後藤田税理士というのは、本当は要らん商売でしょう?

飯塚へえ?

後藤田だって、税法は納める人に分かるものでなければいけない。ところが、税法は納税者に分からない。だから税理士がなくてはならぬ存在になっているんでしょう。

飯塚仰言る通りです。私もそれを言い続けているのです。

後藤田もうすこし数式を使って書けば分かる面が多いと思いますよ。

飯塚しかし、アメリカの税法は約1万ほど条文があります。ドイツも多い。

後藤田それが間違っているんだ。税法は一番身近な法律でしょう。だれにも分からなければいけない。今の法律の中で一番分からないのが税法ですよ。それから恩給法――今は何々共済法というのかな。不眠症にかかったらあの条文を読むといい。かならず眠れる。

飯塚ハッハッハ。しかし、人間は嘘をつく動物です。税法はそれを想定して……。

後藤田公平、公正を主眼にすれば法律は細かにならざるを得ない。それは事実です。しかし、細かくなると今度は庶民に分からなくなり、それを商売にする人が出てくる。

飯塚公正、公平といえば、米英独仏、オーストリア、カナダなどは、申告書の署名欄の欄外に「真実を書かなければあなたは告発される危険があります」と刷りこんであります。

後藤田それは日本でも出来る。申告納税というのは自己課税だから。

飯塚その点は違います。

後藤田何が?

飯塚「申告課税は自己課税」というのは大蔵官僚が作った勝手な論理なんです。日本の税制は戦後のシャウプ勧告が骨格になっていますが、勧告の第4巻にはこう定義しています。

「納税者の所得を算定するに必要な資料が自発的に提出されること」と。

後藤田政府に分からせる。

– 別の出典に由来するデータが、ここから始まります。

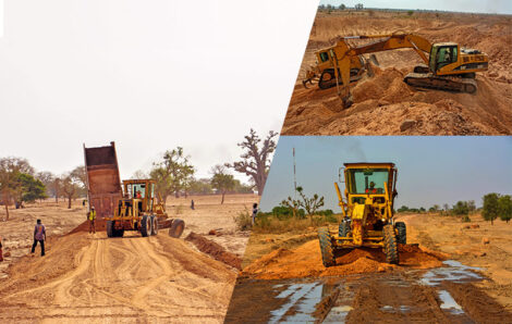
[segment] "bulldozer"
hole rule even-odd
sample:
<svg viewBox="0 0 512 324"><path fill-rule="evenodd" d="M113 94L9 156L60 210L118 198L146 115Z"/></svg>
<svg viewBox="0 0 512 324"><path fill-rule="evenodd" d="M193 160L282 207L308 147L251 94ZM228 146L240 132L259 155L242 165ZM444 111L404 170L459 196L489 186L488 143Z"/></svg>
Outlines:
<svg viewBox="0 0 512 324"><path fill-rule="evenodd" d="M377 40L355 47L349 43L351 39ZM378 65L375 54L368 60L363 54L406 48L413 49L424 61L404 77L404 82L413 87L475 94L476 73L488 70L489 58L486 53L462 48L455 42L430 43L414 34L345 36L334 46L315 53L317 64L306 72L303 84L306 86L318 79L320 89L337 86L343 107L349 108L353 103L350 83L356 76L361 78L362 73L368 70L369 62Z"/></svg>
<svg viewBox="0 0 512 324"><path fill-rule="evenodd" d="M155 201L155 180L123 180L123 192L113 215L105 217L108 237L122 237L124 230L137 230L147 237L157 235L159 227L169 227L172 237L182 235L185 228L183 220L168 220L164 204Z"/></svg>
<svg viewBox="0 0 512 324"><path fill-rule="evenodd" d="M344 179L341 178L343 173ZM388 263L400 261L399 244L406 244L406 227L393 221L398 170L394 163L344 163L340 183L345 184L343 200L338 183L334 187L342 221L338 230L318 228L322 263L336 265L336 258L355 248L379 248Z"/></svg>
<svg viewBox="0 0 512 324"><path fill-rule="evenodd" d="M124 230L142 236L157 235L169 228L179 238L185 228L180 219L168 219L161 197L156 201L154 179L123 180L121 185L115 144L86 148L84 145L88 210L95 208L98 220L106 221L108 237L122 237Z"/></svg>

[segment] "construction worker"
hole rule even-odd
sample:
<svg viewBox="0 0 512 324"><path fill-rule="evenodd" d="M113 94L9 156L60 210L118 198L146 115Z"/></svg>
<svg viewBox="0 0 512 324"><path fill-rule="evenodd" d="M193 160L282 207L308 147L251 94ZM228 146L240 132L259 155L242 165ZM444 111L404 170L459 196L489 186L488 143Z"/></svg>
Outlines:
<svg viewBox="0 0 512 324"><path fill-rule="evenodd" d="M257 214L258 214L258 204L255 202L253 204L253 215L251 216L253 226L254 226L254 223L256 223L256 215Z"/></svg>
<svg viewBox="0 0 512 324"><path fill-rule="evenodd" d="M45 240L46 240L46 227L42 225L41 220L37 220L36 227L34 227L34 244L32 245L31 253L34 253L37 247L37 242L41 246L41 257L45 257Z"/></svg>
<svg viewBox="0 0 512 324"><path fill-rule="evenodd" d="M95 226L95 221L96 221L96 210L94 205L90 208L90 211L87 213L87 220L89 220L89 234L96 234L96 226Z"/></svg>
<svg viewBox="0 0 512 324"><path fill-rule="evenodd" d="M2 237L0 236L0 262L3 261L3 251L2 251Z"/></svg>

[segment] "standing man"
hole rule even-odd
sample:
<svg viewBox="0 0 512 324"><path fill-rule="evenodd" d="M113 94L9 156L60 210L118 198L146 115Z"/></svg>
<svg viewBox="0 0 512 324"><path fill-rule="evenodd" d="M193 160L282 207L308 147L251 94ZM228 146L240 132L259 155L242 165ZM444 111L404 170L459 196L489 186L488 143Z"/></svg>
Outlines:
<svg viewBox="0 0 512 324"><path fill-rule="evenodd" d="M2 251L2 237L0 236L0 262L3 261L3 251Z"/></svg>
<svg viewBox="0 0 512 324"><path fill-rule="evenodd" d="M96 226L95 226L95 221L96 221L96 210L94 209L94 205L90 208L90 211L87 213L87 220L89 220L89 234L96 234Z"/></svg>
<svg viewBox="0 0 512 324"><path fill-rule="evenodd" d="M45 240L46 240L46 227L41 224L41 220L37 220L36 227L34 228L34 244L32 245L32 252L36 250L37 242L41 246L41 257L45 257Z"/></svg>
<svg viewBox="0 0 512 324"><path fill-rule="evenodd" d="M253 226L254 226L254 223L256 222L257 214L258 214L258 204L255 202L253 204L253 215L251 216Z"/></svg>

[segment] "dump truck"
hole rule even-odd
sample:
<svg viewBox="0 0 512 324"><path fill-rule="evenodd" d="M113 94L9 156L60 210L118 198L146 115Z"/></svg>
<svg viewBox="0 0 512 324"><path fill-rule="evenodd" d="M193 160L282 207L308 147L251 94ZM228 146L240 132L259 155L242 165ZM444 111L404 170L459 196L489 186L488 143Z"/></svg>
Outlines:
<svg viewBox="0 0 512 324"><path fill-rule="evenodd" d="M159 228L169 228L175 238L182 235L185 223L168 217L161 197L156 199L154 179L127 179L121 185L113 141L97 148L84 145L84 157L88 208L94 207L97 217L106 222L108 237L123 237L125 230L147 237Z"/></svg>
<svg viewBox="0 0 512 324"><path fill-rule="evenodd" d="M374 41L351 46L349 41L353 39ZM474 94L477 90L476 73L488 70L489 58L486 53L455 42L430 43L414 34L344 36L334 46L315 53L317 64L306 72L303 84L317 78L320 89L337 86L343 107L348 108L353 103L350 83L354 73L359 75L368 66L368 62L363 64L363 55L406 48L414 50L424 62L404 77L404 82L413 87ZM375 55L371 61L378 64Z"/></svg>
<svg viewBox="0 0 512 324"><path fill-rule="evenodd" d="M342 175L343 174L343 179ZM324 265L336 265L336 258L355 248L380 248L388 263L398 264L399 244L406 244L406 227L394 222L393 202L398 170L394 163L344 163L334 187L343 219L338 230L318 228ZM343 199L344 196L344 199Z"/></svg>

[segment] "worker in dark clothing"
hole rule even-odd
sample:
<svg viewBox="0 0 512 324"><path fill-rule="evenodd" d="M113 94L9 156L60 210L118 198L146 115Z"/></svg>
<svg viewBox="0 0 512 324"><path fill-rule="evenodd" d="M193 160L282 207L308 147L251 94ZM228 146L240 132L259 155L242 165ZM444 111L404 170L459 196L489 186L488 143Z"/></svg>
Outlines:
<svg viewBox="0 0 512 324"><path fill-rule="evenodd" d="M254 226L254 224L256 223L256 215L258 214L258 204L257 203L254 203L253 204L253 215L251 216L251 224Z"/></svg>
<svg viewBox="0 0 512 324"><path fill-rule="evenodd" d="M3 261L2 238L0 237L0 262Z"/></svg>
<svg viewBox="0 0 512 324"><path fill-rule="evenodd" d="M96 234L96 210L94 209L94 205L90 208L90 211L87 213L87 220L89 220L89 234Z"/></svg>
<svg viewBox="0 0 512 324"><path fill-rule="evenodd" d="M45 257L45 240L46 227L42 225L41 220L37 220L36 227L34 228L34 244L32 245L32 253L34 253L37 242L39 242L41 246L41 257Z"/></svg>

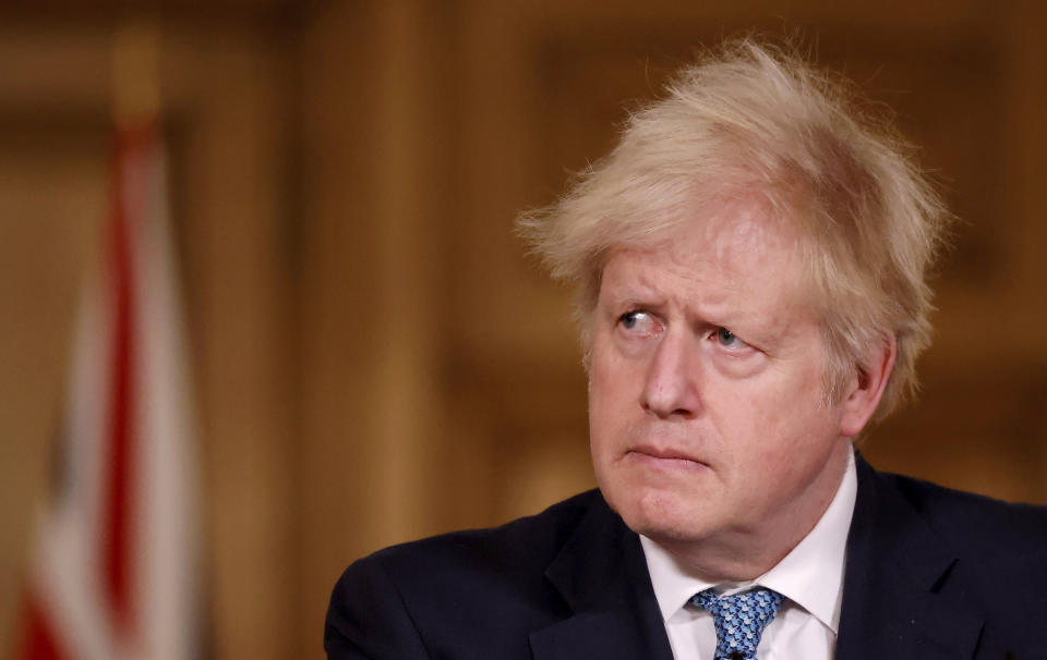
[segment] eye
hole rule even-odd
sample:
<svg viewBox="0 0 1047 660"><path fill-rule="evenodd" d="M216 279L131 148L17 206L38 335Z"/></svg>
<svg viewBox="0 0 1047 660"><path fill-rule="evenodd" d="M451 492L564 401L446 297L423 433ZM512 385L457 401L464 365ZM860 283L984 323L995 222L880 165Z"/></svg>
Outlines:
<svg viewBox="0 0 1047 660"><path fill-rule="evenodd" d="M734 332L731 332L726 328L717 328L717 342L719 342L721 346L727 349L743 349L748 346L748 344L738 339Z"/></svg>
<svg viewBox="0 0 1047 660"><path fill-rule="evenodd" d="M634 309L619 316L618 325L631 332L650 332L654 328L654 319L646 311Z"/></svg>

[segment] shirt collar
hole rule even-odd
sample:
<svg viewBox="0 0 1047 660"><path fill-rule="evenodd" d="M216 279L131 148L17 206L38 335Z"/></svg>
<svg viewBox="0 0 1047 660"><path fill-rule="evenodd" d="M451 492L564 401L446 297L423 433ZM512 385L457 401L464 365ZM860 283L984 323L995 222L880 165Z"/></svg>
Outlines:
<svg viewBox="0 0 1047 660"><path fill-rule="evenodd" d="M843 600L847 531L857 491L858 478L852 449L847 452L847 467L837 494L814 529L774 567L751 583L742 585L714 584L696 577L669 551L641 535L640 543L662 620L669 621L695 594L710 587L730 594L759 585L797 603L835 634L840 626L840 606Z"/></svg>

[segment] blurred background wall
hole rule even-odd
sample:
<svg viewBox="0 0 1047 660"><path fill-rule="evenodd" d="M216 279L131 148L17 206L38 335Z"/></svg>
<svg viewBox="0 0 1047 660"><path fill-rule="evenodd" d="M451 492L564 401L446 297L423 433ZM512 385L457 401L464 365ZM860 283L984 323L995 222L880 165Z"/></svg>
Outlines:
<svg viewBox="0 0 1047 660"><path fill-rule="evenodd" d="M1047 502L1044 7L4 3L0 648L106 216L123 22L144 15L160 35L208 656L267 660L322 656L351 560L592 485L568 294L526 257L514 216L552 201L669 72L750 28L798 28L819 62L893 108L962 220L922 401L866 454Z"/></svg>

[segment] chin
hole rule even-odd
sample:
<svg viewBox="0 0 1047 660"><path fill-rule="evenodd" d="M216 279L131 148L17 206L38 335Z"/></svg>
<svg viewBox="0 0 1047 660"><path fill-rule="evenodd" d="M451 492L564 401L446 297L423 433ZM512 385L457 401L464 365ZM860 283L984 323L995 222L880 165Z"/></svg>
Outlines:
<svg viewBox="0 0 1047 660"><path fill-rule="evenodd" d="M708 512L678 492L602 487L601 491L629 529L654 540L698 540L708 526Z"/></svg>

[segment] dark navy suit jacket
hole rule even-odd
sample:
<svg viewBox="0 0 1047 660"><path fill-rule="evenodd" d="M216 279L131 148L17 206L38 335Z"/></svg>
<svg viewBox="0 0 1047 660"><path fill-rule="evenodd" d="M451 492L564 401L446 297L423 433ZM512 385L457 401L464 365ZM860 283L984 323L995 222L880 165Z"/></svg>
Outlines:
<svg viewBox="0 0 1047 660"><path fill-rule="evenodd" d="M837 660L1047 659L1047 509L861 457L857 470ZM324 647L330 660L672 660L639 537L598 491L356 562Z"/></svg>

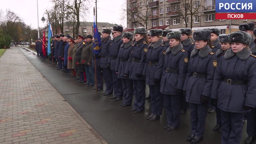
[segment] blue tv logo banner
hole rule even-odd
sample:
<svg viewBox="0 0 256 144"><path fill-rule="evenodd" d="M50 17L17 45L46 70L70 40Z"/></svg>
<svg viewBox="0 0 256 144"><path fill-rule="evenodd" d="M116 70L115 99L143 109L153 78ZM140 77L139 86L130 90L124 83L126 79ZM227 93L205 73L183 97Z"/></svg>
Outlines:
<svg viewBox="0 0 256 144"><path fill-rule="evenodd" d="M216 12L256 12L256 0L216 0Z"/></svg>

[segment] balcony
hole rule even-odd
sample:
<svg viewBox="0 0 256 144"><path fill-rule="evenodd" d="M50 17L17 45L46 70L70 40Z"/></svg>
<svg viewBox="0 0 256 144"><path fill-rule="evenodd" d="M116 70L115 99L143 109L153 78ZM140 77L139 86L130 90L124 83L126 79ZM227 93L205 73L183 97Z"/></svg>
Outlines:
<svg viewBox="0 0 256 144"><path fill-rule="evenodd" d="M151 2L148 3L148 7L154 7L159 6L159 2L156 1L155 2Z"/></svg>
<svg viewBox="0 0 256 144"><path fill-rule="evenodd" d="M168 2L169 3L174 3L180 2L180 0L168 0Z"/></svg>

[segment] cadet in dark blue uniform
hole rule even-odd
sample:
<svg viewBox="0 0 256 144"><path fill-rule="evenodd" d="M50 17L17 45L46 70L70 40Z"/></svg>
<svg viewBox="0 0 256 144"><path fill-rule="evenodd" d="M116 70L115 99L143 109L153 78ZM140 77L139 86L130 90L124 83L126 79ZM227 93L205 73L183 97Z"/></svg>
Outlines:
<svg viewBox="0 0 256 144"><path fill-rule="evenodd" d="M151 43L148 47L145 70L146 70L146 84L149 85L151 97L151 114L147 119L154 121L159 119L163 111L164 98L160 92L160 82L167 48L162 41L163 30L151 29L149 34L151 37Z"/></svg>
<svg viewBox="0 0 256 144"><path fill-rule="evenodd" d="M189 59L191 52L194 49L194 43L192 42L190 38L191 35L191 29L185 28L180 29L181 32L181 40L183 49L188 53L188 58ZM186 94L184 93L181 95L180 101L180 114L183 114L187 112L187 109L188 107L188 103L186 101Z"/></svg>
<svg viewBox="0 0 256 144"><path fill-rule="evenodd" d="M122 106L130 106L133 96L133 84L132 80L129 79L127 75L125 75L128 60L131 55L131 51L133 47L132 37L133 34L129 32L125 32L123 34L123 43L121 45L116 65L116 71L118 78L122 81L122 85L124 97L123 102L120 105ZM127 68L128 67L127 67Z"/></svg>
<svg viewBox="0 0 256 144"><path fill-rule="evenodd" d="M146 56L148 45L147 43L147 30L144 27L134 29L135 43L132 51L131 56L126 66L125 74L129 75L129 79L132 79L133 91L135 100L133 108L131 109L136 114L144 111L145 105L145 86L143 69L145 66ZM144 71L144 72L145 71Z"/></svg>
<svg viewBox="0 0 256 144"><path fill-rule="evenodd" d="M250 39L250 43L249 47L250 48L252 47L255 45L255 43L254 42L255 38L253 36L253 30L254 29L254 22L250 22L247 24L243 24L239 25L238 28L239 30L244 31L251 35L251 38Z"/></svg>
<svg viewBox="0 0 256 144"><path fill-rule="evenodd" d="M222 34L219 35L218 37L218 39L221 44L221 47L217 50L214 56L216 57L215 58L217 62L219 61L221 56L224 55L227 50L230 49L231 44L229 41L229 35L226 34ZM221 119L220 116L220 111L219 109L216 106L216 101L214 99L212 100L211 102L211 107L213 107L212 109L216 110L216 119L217 124L214 127L213 130L218 131L219 133L221 133L222 131L221 127Z"/></svg>
<svg viewBox="0 0 256 144"><path fill-rule="evenodd" d="M240 143L244 113L256 105L256 56L249 50L250 38L243 31L230 34L232 49L221 57L214 74L211 96L220 109L222 144Z"/></svg>
<svg viewBox="0 0 256 144"><path fill-rule="evenodd" d="M218 36L220 34L220 30L219 29L217 28L211 29L211 41L212 43L212 52L214 53L221 47L218 40Z"/></svg>
<svg viewBox="0 0 256 144"><path fill-rule="evenodd" d="M110 58L108 62L110 64L110 70L112 73L113 86L114 89L114 95L110 98L110 99L115 99L115 101L118 101L123 99L124 93L122 87L122 81L118 78L117 74L116 73L116 66L118 61L117 56L121 45L123 43L123 27L121 26L114 26L114 39L109 47Z"/></svg>
<svg viewBox="0 0 256 144"><path fill-rule="evenodd" d="M110 70L110 64L108 62L109 57L109 47L112 41L110 36L111 33L110 29L103 29L101 34L103 38L101 46L101 52L98 54L98 55L101 56L100 63L101 68L102 69L103 71L106 86L106 91L101 93L103 96L110 95L113 93L112 73Z"/></svg>
<svg viewBox="0 0 256 144"><path fill-rule="evenodd" d="M180 99L183 95L189 59L188 53L180 43L180 31L168 33L167 37L170 40L170 47L167 49L165 57L160 92L164 94L167 115L167 125L164 128L173 130L180 125Z"/></svg>
<svg viewBox="0 0 256 144"><path fill-rule="evenodd" d="M211 31L196 31L193 33L196 48L191 53L183 89L191 110L191 134L186 140L198 143L203 138L207 105L217 62L210 48ZM209 45L210 45L209 46Z"/></svg>

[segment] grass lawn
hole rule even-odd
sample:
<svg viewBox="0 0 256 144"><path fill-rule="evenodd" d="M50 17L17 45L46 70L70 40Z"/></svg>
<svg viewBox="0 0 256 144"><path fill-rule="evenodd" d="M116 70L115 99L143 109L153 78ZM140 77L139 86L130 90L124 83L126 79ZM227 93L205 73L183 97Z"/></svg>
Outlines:
<svg viewBox="0 0 256 144"><path fill-rule="evenodd" d="M4 52L5 52L6 51L6 50L5 50L3 48L0 49L0 57L2 56L3 53L4 53Z"/></svg>

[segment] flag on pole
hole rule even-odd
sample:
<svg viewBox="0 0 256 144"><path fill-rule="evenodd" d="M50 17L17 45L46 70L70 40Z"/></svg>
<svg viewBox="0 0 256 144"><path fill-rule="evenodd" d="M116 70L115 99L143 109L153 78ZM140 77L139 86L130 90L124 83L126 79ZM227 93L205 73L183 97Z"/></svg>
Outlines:
<svg viewBox="0 0 256 144"><path fill-rule="evenodd" d="M45 32L44 29L43 35L43 42L42 43L42 51L44 56L46 56L46 51L45 51Z"/></svg>
<svg viewBox="0 0 256 144"><path fill-rule="evenodd" d="M94 41L93 42L93 53L95 55L99 54L101 52L101 50L100 48L101 45L101 36L99 34L98 31L98 28L96 25L95 22L95 16L94 15L94 22L93 24L93 38Z"/></svg>
<svg viewBox="0 0 256 144"><path fill-rule="evenodd" d="M51 43L52 41L52 25L49 22L49 28L48 29L48 47L47 48L47 55L51 55Z"/></svg>

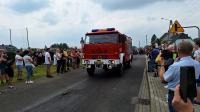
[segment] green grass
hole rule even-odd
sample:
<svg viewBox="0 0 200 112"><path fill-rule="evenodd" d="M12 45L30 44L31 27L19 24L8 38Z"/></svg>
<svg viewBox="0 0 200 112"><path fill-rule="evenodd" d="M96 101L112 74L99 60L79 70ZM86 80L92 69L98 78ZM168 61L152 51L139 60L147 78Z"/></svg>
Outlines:
<svg viewBox="0 0 200 112"><path fill-rule="evenodd" d="M15 69L14 71L15 71L15 74L14 74L13 82L14 83L20 82L17 80L17 70ZM55 74L55 73L56 73L56 66L52 65L51 66L51 74ZM27 72L26 72L25 67L23 68L22 74L23 74L23 79L26 80ZM44 76L46 76L46 66L45 65L39 65L33 69L32 80L36 80L36 79L44 77Z"/></svg>

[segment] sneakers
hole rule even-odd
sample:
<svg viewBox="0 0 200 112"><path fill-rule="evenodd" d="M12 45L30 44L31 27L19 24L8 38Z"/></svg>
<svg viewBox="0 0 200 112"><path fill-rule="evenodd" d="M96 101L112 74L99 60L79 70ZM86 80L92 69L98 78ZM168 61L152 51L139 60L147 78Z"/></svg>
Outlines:
<svg viewBox="0 0 200 112"><path fill-rule="evenodd" d="M31 80L30 80L30 81L26 81L25 83L26 83L26 84L33 84L34 81L31 81Z"/></svg>
<svg viewBox="0 0 200 112"><path fill-rule="evenodd" d="M47 78L53 78L53 76L52 76L52 75L47 75L46 77L47 77Z"/></svg>
<svg viewBox="0 0 200 112"><path fill-rule="evenodd" d="M14 86L10 85L8 86L9 89L14 89Z"/></svg>

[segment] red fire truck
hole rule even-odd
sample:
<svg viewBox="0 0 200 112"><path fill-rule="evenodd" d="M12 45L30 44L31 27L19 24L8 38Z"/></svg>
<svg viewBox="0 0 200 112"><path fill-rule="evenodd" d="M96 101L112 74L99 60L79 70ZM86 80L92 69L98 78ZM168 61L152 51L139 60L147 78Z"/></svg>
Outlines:
<svg viewBox="0 0 200 112"><path fill-rule="evenodd" d="M124 68L132 62L132 39L115 28L94 29L86 33L83 45L82 64L86 66L89 76L96 68L114 69L122 75Z"/></svg>

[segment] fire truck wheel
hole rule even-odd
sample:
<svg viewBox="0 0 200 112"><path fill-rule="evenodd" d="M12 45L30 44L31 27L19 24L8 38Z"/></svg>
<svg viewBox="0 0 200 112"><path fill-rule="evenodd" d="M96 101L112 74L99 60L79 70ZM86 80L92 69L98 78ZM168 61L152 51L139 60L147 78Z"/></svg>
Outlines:
<svg viewBox="0 0 200 112"><path fill-rule="evenodd" d="M131 67L131 61L128 61L126 66L127 66L127 68L130 68Z"/></svg>
<svg viewBox="0 0 200 112"><path fill-rule="evenodd" d="M117 67L116 73L117 73L118 76L122 76L123 75L123 73L124 73L124 66L123 66L123 64L121 64L121 65L119 65Z"/></svg>
<svg viewBox="0 0 200 112"><path fill-rule="evenodd" d="M94 76L95 68L87 68L87 73L90 77Z"/></svg>

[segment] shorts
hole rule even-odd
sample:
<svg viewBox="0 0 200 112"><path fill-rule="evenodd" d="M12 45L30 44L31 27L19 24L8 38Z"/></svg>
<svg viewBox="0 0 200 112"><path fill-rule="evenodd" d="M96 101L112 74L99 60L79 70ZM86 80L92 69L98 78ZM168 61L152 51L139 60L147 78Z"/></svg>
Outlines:
<svg viewBox="0 0 200 112"><path fill-rule="evenodd" d="M6 74L6 70L5 69L0 69L0 75L5 75Z"/></svg>
<svg viewBox="0 0 200 112"><path fill-rule="evenodd" d="M197 87L200 87L200 75L199 75L199 78L198 78L198 82L197 82Z"/></svg>
<svg viewBox="0 0 200 112"><path fill-rule="evenodd" d="M46 64L46 66L47 66L47 70L50 70L51 64Z"/></svg>
<svg viewBox="0 0 200 112"><path fill-rule="evenodd" d="M12 68L7 68L6 73L8 74L8 77L14 77L14 70Z"/></svg>
<svg viewBox="0 0 200 112"><path fill-rule="evenodd" d="M22 71L23 65L16 65L17 66L17 71Z"/></svg>

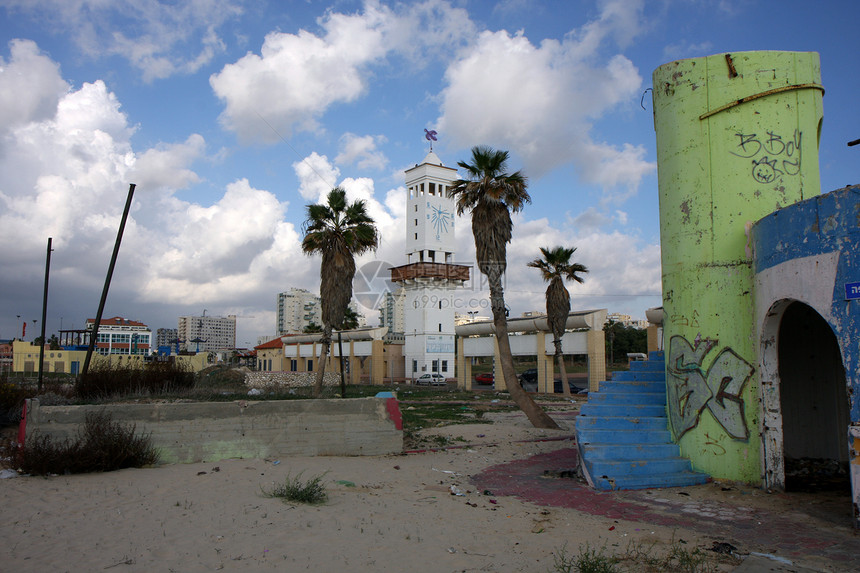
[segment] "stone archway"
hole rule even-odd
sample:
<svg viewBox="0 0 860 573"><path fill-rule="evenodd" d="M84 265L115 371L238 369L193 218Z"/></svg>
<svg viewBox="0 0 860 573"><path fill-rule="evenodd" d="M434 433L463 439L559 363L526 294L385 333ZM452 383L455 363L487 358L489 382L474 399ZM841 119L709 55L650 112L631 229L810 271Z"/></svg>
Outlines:
<svg viewBox="0 0 860 573"><path fill-rule="evenodd" d="M820 469L819 463L847 466L849 409L842 353L830 325L814 308L795 300L771 307L762 330L761 376L764 485L804 487L798 481L799 463L813 464L813 470ZM848 487L847 472L839 475Z"/></svg>

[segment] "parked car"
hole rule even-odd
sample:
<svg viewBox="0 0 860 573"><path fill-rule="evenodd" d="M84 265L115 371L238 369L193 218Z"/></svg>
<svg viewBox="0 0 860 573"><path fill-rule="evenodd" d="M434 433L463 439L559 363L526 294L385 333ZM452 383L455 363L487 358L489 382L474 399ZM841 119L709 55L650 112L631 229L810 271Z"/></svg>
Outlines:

なるほどね。

飯塚日本のやり方では納税者がいくらでも誤魔化せます。この額は巨大ですよ。

後藤田第一、僕らは自分で申告書を書けないからね。税法が細かくてね。

飯塚細かくしても人間は嘘をつきます。

後藤田アングロサクソン系とラテン系、それに日本人のような東洋の系列では納税思想が全く違う。

飯塚歴代の国税庁長官の悩みは、「なぜ国民が正しい申告をしないか」ということだと思います。大学の法学部の教授だって自分の申告書に嘘を書くんだから。

後藤田そうかもしれない。また、それを前提にして税率が決まっている。完璧に申告してくれたら今の税率ではゼニが余る(笑)。